Unless some form of enforcement mechanism or sanctions are adopted, the other measures for reform listed in the signatories’ letter will have little or no impact. And yet they are important. Consider what they call for:

 (1) excluding from COP presidencies host countries “who do not support the phase-out/transition away from fossil energy”;

(2) accelerating action by replacing the long, unwieldy COP meetings with “smaller, more frequent, solution-driven meetings where countries report on progress,” using the UN Gap Reports, and “are held accountable in line with the latest science”;

(3) adopting standardized definition of climate finance to “ensure robust tracking of climate finance” as the bulk “of climate financing pledges are now being disbursed as interest-bearing loans, thereby exacerbating the debt burden for climate vulnerable nations.”
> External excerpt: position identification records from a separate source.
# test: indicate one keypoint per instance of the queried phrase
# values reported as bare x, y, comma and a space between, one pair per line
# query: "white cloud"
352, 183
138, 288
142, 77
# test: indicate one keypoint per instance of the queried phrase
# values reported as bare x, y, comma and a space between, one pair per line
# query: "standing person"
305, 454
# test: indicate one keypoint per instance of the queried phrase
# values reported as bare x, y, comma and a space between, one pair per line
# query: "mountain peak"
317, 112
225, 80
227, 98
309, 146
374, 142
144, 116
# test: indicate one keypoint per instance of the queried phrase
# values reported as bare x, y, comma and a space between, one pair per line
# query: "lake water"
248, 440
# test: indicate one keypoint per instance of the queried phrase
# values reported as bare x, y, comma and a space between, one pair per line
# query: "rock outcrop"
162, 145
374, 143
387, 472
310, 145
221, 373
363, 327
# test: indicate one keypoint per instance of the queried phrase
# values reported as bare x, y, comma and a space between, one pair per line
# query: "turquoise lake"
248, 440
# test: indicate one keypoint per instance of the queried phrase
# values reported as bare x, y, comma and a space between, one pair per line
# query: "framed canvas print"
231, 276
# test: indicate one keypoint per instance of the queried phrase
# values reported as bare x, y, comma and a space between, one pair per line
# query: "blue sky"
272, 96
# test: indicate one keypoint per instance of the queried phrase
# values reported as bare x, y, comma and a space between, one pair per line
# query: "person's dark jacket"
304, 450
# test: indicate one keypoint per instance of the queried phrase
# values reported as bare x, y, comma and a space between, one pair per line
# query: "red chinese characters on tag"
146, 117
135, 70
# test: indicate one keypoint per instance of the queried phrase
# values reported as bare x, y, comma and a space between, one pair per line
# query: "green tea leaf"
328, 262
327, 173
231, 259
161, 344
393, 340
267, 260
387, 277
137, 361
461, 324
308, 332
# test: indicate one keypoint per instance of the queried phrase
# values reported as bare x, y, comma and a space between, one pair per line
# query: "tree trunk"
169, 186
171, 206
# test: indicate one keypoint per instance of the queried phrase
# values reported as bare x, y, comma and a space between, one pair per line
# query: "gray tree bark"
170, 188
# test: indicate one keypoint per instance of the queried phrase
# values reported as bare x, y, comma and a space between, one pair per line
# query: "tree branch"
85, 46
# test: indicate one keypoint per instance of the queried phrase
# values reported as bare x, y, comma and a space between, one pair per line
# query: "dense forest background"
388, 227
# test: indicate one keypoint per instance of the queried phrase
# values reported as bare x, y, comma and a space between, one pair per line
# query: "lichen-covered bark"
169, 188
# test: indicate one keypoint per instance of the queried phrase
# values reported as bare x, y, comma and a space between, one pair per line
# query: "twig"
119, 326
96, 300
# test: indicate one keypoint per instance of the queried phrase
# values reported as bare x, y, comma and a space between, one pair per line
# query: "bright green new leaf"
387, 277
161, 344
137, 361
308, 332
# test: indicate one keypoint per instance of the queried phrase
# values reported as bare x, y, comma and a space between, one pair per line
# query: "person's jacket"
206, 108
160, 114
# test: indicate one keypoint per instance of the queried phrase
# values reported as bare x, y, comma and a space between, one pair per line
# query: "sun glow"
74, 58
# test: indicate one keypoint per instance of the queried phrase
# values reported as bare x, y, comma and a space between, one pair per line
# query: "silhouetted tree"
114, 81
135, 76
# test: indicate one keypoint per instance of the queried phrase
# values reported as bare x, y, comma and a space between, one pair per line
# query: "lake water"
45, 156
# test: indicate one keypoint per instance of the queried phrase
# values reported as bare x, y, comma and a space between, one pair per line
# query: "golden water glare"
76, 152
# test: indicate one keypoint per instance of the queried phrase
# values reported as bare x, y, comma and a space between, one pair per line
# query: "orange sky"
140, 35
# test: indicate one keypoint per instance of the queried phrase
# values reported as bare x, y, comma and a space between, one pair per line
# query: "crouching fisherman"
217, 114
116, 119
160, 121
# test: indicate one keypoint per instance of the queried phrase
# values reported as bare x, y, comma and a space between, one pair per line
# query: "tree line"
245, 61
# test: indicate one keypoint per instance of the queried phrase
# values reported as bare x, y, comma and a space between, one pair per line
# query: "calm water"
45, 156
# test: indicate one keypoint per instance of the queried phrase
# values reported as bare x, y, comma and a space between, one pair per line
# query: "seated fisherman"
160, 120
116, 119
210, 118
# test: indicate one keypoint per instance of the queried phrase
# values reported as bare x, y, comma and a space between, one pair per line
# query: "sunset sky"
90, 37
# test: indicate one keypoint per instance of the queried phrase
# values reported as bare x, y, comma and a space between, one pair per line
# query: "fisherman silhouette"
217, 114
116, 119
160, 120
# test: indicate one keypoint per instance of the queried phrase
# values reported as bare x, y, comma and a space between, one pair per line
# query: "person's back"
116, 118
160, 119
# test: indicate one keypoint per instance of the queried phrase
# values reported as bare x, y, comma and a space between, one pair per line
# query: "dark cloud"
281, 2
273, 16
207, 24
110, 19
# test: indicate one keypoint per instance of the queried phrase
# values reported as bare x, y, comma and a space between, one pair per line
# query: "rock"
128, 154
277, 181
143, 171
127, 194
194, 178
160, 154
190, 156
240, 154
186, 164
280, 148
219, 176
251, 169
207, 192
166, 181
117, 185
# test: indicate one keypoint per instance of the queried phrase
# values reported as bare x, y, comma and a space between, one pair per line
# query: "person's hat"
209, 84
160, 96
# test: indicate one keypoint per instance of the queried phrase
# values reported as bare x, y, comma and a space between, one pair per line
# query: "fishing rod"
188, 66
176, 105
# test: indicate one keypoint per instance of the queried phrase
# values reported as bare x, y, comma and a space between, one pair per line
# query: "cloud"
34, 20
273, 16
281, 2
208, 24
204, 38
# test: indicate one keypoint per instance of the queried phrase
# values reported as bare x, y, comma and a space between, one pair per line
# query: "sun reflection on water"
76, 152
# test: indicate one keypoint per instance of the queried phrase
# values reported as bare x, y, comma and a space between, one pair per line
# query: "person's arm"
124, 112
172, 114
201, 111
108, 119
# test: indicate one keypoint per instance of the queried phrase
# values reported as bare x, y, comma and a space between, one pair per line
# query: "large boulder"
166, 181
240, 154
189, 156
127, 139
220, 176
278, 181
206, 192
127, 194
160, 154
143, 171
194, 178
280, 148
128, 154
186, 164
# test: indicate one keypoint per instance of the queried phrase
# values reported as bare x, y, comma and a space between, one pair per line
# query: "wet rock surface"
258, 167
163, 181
(4) establishing for the climate COP its own permanent scientific advisory body  on the model of the biodiversity COP (CBD COP) to ensure its decisions “integrate or action up the latest scientific evidence” —instead of merely “relying” on the Intergovernmental Panel on Climate Change (IPCC) and other related bodies, such as the Subsidiary Body for Scientific and Technological Advice (SBSTA) —which allows the COP process to ignore the IPCC advice if it so chooses;

(5) taking action on equality, justice and poverty alleviation because ecological and social change processes are intimately linked as shown in new research from the Earth Commission and from Earth4All; therefore, to ensure that these critical links are anchored in the climate negotiations and meaningful action is actually taken, a Climate-Poverty Policy Envoy must be included in the negotiations, giving voice to “vulnerable communities to advocate for these linkages.”

(6) correcting the systemic imbalance in COP representation: “The fact that there were far more fossil fuel lobbyists than official representatives from scientific institutions, Indigenous communities and vulnerable nations reflects a systemic imbalance in COP representation.” 

It is not acceptable that “despite the climate COP’s new disclosure rules, a record number of 2,456 fossil fuel lobbyists were granted access at COP28,” that’s “nearly four times more than COP 27”. (Note that if fewer turned up at COP 29 —only 1,773 — the proportion of fossil fuel lobbyists remained high because the overall number of participants at COP 29 was lower than at COP 28.) 

What is required is “stronger transparency and disclosure rules and clear guidelines that require companies to demonstrate alignment between their climate commitments, business model and lobbying activities.”

As the letter’s signatories noted, we are running out of time.The current rate of nature loss, from freshwater scarcity, land and soil degradation, pollination decline to ocean pollution, and accelerating climate change, is affecting the planet’s stability, putting it “at grave risk.” 

The UN Gap Report for 2024 drily notes: “Cuts of 42 percent are needed by 2030 and 57 percent by 2035 to get on track for 1.5°C.” These are huge numbers.

The current COP process is ill-equipped to deliver the necessary action. The situation in Baku underscores the need for a drastic shift in approach. 

Whether the remaining days of the COP conference —it ends on Friday, November 22— can yield a breakthrough remains to be seen, but the calls for reform are growing louder and can no longer be ignored. Serious discussion about enforcement mechanisms and sanctions should be the order of the day.